There’s an overall mix to the album of YYY following the template laid down by the original song and appending his own inventions within that structure, but there are likewise moments scattered across this release where he literally refashions Brian Wilson’s ideas towards different ends and imbues them with a distinctly different musical character. “Wouldn’t It Be Nice?”, the album opener, reveals another side to his approach – his wont for dissembling the album’s standards like this song. Anyone familiar with the original will find much to admire here, especially his singing and construction of the harmony parts, but there’s much here that goes far beyond Wilson’s vision for the music. He makes liberal use of guest performers on the album so the songs where YYY takes the lead and doesn’t make use of others talents are particularly notable. “That’s Not Me” has an immensely charismatic vocal and one of the aforementioned arrangements that does a nifty balancing act between retaining faithfulness to Wilson and Asher’s original while still remolding the song towards YYY’s own ends. The only other song on the album where YYY chooses to go it alone is the wildly inventive take on “Let’s Go Away for a While”.

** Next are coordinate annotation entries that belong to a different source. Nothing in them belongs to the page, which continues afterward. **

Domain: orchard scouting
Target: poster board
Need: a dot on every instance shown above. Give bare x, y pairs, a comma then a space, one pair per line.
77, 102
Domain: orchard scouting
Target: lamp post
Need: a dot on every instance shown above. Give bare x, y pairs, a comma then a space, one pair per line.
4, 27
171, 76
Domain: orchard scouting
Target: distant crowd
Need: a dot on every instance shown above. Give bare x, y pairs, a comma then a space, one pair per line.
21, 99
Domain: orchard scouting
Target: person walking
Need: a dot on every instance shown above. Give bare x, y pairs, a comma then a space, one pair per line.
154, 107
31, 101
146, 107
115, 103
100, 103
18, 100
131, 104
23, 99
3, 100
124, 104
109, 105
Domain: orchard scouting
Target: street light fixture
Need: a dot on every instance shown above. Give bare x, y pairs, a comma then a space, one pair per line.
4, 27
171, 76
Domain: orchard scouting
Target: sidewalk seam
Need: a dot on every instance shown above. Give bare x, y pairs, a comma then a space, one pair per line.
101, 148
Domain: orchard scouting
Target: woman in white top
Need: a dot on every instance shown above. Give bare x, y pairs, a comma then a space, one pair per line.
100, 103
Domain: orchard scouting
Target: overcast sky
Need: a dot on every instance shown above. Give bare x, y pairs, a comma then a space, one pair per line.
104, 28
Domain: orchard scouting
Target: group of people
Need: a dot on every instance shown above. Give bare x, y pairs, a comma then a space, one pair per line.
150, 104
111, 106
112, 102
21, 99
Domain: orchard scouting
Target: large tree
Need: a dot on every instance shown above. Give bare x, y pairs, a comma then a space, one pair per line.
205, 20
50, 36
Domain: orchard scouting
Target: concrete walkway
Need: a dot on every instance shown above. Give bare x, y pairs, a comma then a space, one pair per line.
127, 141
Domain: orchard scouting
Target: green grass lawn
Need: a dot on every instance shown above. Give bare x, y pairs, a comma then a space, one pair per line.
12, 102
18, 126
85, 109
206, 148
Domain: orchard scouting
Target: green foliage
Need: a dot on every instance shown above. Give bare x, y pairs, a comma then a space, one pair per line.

None of the above should be construed to mean his presence isn’t strong in the remaining songs. It’s omnipresent, but unstintingly willing and ready to accommodate other’s talents. He finds particularly sympathetic collaborators in Al Church, Matthew Jon, and vocalist Devata Daun. Church’s contributions to “Sloop John B” help YYY capture every bit of the wide-eyed soulfulness we hear in the original while still translating it into Carson’s unique musical language. His guitar contributions to the finale “Good Vibrations” are, along with the vocal arrangement, key to the success of that performance. Matthew Jon assisted YYY with the superb mix powering the album as a whole, but his musical talents are felt most strongly in the album’s version of the outright pop standard “God Only Knows”. No amount of familiarity with this song will prepare you for how well Jon and Carson acquit themselves with this. Devata Daun proves to be a world class partner on YYY’s interpretation of “I Just Wasn’t Made for These Times” and highlights one of the album’s poorly hidden strengths – the presence of female vocalists. It gives a fresh coat of paint to already sparkling works of vibrant color. A Tribute to The Beach Boys’ Pet Sounds is everything that an album like that should be and more – it makes a clear personal and artistic statement about its driving force.